D’après ces études, le taux d’éruption cutanée avec la carbamazépine semble être d’environ 10%, avec des taux plus faibles observés chez les jeunes enfants. Les éruptions cutanées sévères sont rares, peut-être autour de 0,5%. Les éruptions cutanées sont généralement d’apparition précoce (1-2 semaines) et semblent être de caractère allergique. À ce jour, il n’a pas été possible d’identifier des prédicteurs (p. ex., nature de l’éruption, ou paramètres hématologiques) pour les éruptions cutanées qui évolueront vers des événements graves et potentiellement mortels, peut-être accompagnés d’une suppression de la moelle osseuse et d’une atteinte multiorganique. En effet, dans certains cas, la poursuite du traitement a été sans danger. Dans les présentes études, il se peut que les éruptions cutanées n’aient pas évolué vers des conditions graves en raison du haut niveau de surveillance.

Les dyscrasies sanguines surviennent dans environ 2% des cas. Il s’agit le plus souvent d’une leucopénie transitoire qui se résout avec la poursuite du traitement, mais certains cas peuvent évoluer vers une suppression grave de la moelle osseuse., La sensibilité croisée avec d’autres anticonvulsivants n’est pas la norme, bien qu’elle puisse survenir, en particulier lorsque l’événement est grave et comprend une implication multiorganique.4 Une approche pragmatique du risque de dyscrasies sanguines graves consiste à effectuer un dépistage sanguin pendant les 4 à 6 premières semaines de traitement, de préférence vers 4 semaines, et à effectuer un nouveau test s’il existe des raisons cliniques de s’inquiéter. Une plus grande vigilance peut être appropriée chez les personnes ayant déjà présenté une hypersensibilité au médicament ou une faible numération formule sanguine avant le traitement., La carbamazépine doit être cessée5 ou la dose diminuée si le nombre de globules blancs tombe en dessous de 3000 / mm3 ou le nombre de neutrophiles en dessous de 1000/mm3.

La carbamazépine est également associée à des effets sur le SNC, notamment des étourdissements, des maux de tête, une ataxie, de la somnolence, de la fatigue et de la diplopie, ainsi qu’à des effets gastro-intestinaux, en particulier des nausées et des vomissements.6 Ces effets se produisent souvent au début du traitement et s’atténuent en quelques jours avec la poursuite du traitement ou la réduction de la posologie., La carbamazépine peut également provoquer une hyponatrémie et une diminution de l’osmolalité plasmatique par un effet hormonal anti-diurétique, entraînant léthargie, vomissements, maux de tête, confusion mentale et anomalies neurologiques.

La carbamazépine est un médicament relativement sûr, malgré sa propension à provoquer des dyscrasies sanguines graves et potentiellement mortelles et une suppression de la moelle osseuse.

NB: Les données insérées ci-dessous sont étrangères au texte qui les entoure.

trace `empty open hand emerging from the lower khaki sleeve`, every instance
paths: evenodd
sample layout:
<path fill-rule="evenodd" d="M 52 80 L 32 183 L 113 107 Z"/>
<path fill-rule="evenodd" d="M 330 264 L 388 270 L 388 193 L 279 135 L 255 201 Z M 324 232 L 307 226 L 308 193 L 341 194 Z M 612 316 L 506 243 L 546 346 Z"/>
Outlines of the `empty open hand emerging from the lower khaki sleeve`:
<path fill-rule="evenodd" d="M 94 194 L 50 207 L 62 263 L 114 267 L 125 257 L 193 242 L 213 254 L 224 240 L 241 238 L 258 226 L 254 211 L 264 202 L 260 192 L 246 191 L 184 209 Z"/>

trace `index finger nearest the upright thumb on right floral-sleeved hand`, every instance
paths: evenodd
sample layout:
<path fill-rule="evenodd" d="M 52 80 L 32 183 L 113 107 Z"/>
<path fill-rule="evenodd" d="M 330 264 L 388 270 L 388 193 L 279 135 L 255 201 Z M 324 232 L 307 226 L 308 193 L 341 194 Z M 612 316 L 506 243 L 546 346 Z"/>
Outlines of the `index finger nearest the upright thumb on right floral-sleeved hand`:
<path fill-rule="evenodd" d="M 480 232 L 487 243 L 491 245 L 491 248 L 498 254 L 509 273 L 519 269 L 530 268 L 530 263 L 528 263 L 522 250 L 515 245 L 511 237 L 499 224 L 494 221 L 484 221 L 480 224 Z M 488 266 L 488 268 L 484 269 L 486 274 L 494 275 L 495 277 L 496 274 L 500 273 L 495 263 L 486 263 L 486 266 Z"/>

Le risque de ces maladies peut être réduit par une surveillance hématologique et un examen physique des patients au cours des 4 à 6 premières semaines.

  1. Konishi T, Naganuma Y, Hongo K, Murakami M, Yamatani M, Okada T., Carbamazepine-induced skin rash in children with epilepsy.Eur J Pediatr 1993;152:605-8.
  2. Kramlinger KG, Phillips KA, Post RM. Rash complicating carbamazepine treatment. J Clin Psychopharmacology 1994;14:408-13.
  3. Tohen M, Castillo J, Baldessarini RJ, Zarate C, Kando JC. Blood dyscrasias with carbamazepine and valproate: a pharmacoepidemiological study of 2,228 patients at risk. Am J Psychiatry 1995;152:413-8.
  4. Havill S, Rademaker M. Anticonvulsant hypersensitivity syndrome.Prescriber Update No.16, p. 28-31, Apr 1998.
  5. Dukes MNG. Anticonvulsants., Dans Dukes MNG (Ed). Les effets secondaires de Meyler des médicaments 13e Edn. 1996: Amsterdam, p. 147.
  6. McNamara JO. Médicaments efficaces dans les thérapies des épilepsies. Dans Hardman JG, Limbird LE, Molinoff PB, Ruddon RW, Goodman Gilman A (Eds). Goodman & Gilman La Base Pharmacologique de la Thérapeutique. 9ème Édition. 1996: New York, p.474.